She caught up to Jim, who was waiting for the two of them. The others were strung out ahead, struggling along, well in front of the crevasse detector, which was not good even if they were on the Big Ice Cube. It was cloudier than ever, and bitterly, bitterly cold.
“You’re supposed to be out front.”
“Hey look, he’s hurt,” Jim said angrily. “He’s lost blood.”
“I know. He still has to walk. We can’t carry him.”
Jim stared at her, clearly angry, balked, frustrated. Mask to mask in the whistling wind.
Val looked back. Jack was coming on now, slowly but steadily, using his ski poles to push forward. He was favoring his cut hand. “Here he comes. Do what you can to help him keep going. Give me the radar.”
She took back the crevasse detector and walked ahead of them, trying to keep herself down to their pace, though she needed to be out front with the radar, safe ice or not. As she plodded on she felt worse and worse. There had been a certain amount of pleasure in tongue-lashing Jack into action, of course, after biting back so many remarks in the previous week. Perhaps too much pleasure. In any case it left a bad taste in her mouth. Shackleton would have done it better. Although once after the Endurance had sunk, McNeish had refused to haul the boats over the ice any farther, and Shackleton had taken him aside and given him a choice; go on hauling or Shackleton would shoot him dead. McNeish had gone on.
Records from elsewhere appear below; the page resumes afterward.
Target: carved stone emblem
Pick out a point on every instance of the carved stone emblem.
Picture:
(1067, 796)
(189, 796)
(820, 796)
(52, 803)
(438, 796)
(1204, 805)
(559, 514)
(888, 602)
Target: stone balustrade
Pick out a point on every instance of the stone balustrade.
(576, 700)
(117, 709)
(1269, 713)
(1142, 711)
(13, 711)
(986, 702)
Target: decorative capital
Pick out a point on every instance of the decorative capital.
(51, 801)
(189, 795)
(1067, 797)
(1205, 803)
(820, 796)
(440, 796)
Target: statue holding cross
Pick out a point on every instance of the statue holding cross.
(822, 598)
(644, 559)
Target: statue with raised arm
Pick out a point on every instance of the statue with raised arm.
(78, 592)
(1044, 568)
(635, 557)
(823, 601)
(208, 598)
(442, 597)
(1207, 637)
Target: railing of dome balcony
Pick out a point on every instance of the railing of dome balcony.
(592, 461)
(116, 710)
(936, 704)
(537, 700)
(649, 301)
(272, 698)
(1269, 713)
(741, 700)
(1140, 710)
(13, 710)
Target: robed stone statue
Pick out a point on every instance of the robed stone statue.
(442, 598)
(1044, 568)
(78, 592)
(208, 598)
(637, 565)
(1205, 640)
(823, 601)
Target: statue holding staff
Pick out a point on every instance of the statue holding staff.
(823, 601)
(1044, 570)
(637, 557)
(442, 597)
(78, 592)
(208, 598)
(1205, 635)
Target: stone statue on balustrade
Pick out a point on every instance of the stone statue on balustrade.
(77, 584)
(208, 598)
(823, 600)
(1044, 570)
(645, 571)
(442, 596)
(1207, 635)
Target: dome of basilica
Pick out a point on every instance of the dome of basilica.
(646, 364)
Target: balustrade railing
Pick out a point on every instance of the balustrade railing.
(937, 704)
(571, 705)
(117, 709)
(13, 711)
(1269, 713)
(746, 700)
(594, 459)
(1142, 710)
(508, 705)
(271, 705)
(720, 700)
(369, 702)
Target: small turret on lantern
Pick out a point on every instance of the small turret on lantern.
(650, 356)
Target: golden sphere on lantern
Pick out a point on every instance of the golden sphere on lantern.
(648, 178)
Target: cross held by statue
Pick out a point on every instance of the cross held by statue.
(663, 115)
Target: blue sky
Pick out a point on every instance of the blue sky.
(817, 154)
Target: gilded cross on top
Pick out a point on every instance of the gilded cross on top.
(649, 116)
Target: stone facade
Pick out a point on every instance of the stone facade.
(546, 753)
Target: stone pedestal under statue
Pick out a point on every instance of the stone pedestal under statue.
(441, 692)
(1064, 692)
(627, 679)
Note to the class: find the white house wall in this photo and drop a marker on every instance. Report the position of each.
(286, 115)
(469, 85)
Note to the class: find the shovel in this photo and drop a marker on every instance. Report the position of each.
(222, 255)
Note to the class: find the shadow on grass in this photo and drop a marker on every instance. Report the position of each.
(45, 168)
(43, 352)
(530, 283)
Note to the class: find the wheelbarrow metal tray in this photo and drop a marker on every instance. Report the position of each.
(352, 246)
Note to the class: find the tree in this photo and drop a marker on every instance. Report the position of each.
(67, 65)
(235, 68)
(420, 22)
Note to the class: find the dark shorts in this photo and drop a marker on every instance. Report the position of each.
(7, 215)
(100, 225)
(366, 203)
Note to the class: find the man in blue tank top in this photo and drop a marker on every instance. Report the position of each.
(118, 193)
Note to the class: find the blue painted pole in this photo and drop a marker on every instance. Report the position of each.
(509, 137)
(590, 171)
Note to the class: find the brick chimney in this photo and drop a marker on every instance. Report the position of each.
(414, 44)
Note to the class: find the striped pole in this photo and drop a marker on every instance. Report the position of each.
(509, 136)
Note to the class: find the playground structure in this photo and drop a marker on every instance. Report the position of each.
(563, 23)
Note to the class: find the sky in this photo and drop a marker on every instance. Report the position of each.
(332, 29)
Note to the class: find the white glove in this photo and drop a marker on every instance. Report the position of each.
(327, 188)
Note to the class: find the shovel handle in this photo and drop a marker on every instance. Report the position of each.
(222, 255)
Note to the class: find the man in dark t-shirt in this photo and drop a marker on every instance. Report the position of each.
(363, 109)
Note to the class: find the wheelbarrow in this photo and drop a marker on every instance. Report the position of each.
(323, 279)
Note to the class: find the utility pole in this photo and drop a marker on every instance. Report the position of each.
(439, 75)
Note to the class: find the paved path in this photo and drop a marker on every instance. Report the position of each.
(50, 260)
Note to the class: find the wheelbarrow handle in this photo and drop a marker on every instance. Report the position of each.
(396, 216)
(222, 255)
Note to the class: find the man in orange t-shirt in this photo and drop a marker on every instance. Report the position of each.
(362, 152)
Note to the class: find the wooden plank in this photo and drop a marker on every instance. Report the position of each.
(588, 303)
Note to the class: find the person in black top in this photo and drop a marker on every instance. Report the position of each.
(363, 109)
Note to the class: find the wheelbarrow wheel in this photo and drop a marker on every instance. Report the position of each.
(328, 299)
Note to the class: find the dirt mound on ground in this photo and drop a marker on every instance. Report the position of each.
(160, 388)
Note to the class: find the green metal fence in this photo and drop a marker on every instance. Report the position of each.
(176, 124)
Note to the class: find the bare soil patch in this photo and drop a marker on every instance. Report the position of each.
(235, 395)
Nice if you could do it. And in some ways cleaner than sticking a knife into a man’s sense of himself. But not a choice Val had had. They needed Jack moving; and now he was moving. But she had a foul taste in her dry mouth—the sick, salty taste of South Georgia Island—and she did not want to look back at those particular clients anymore.
On they walked. She kept to the stragglers’ pace. They came to a long low hogback hill in the ice, an extension of the ridge running south from Last Cache Nunatak, and she hurried to the front of the group. It was good that they had gotten this far, but crevasses here were a real possibility, and the snow was deep on the side of the slope, and cut by the winds into high sastrugi. Val stomped out as deep a trail as she could, and reminded everyone to stay in single file and in her steps. The ice was flowing over a buried rock ridge, so she kept the pulse radar sweeping the ice ahead, and watched the ice itself closely for telltale dips or changes in snow texture. None appeared, and they were able to walk over the ridge without incident. But even that slight uphill made it clear to Val that her legs were getting tired. Which meant the clients must be wasted. She checked her watch, calculated back; they had been walking for twenty-six hours. She figured they had about twenty kilometers left to go.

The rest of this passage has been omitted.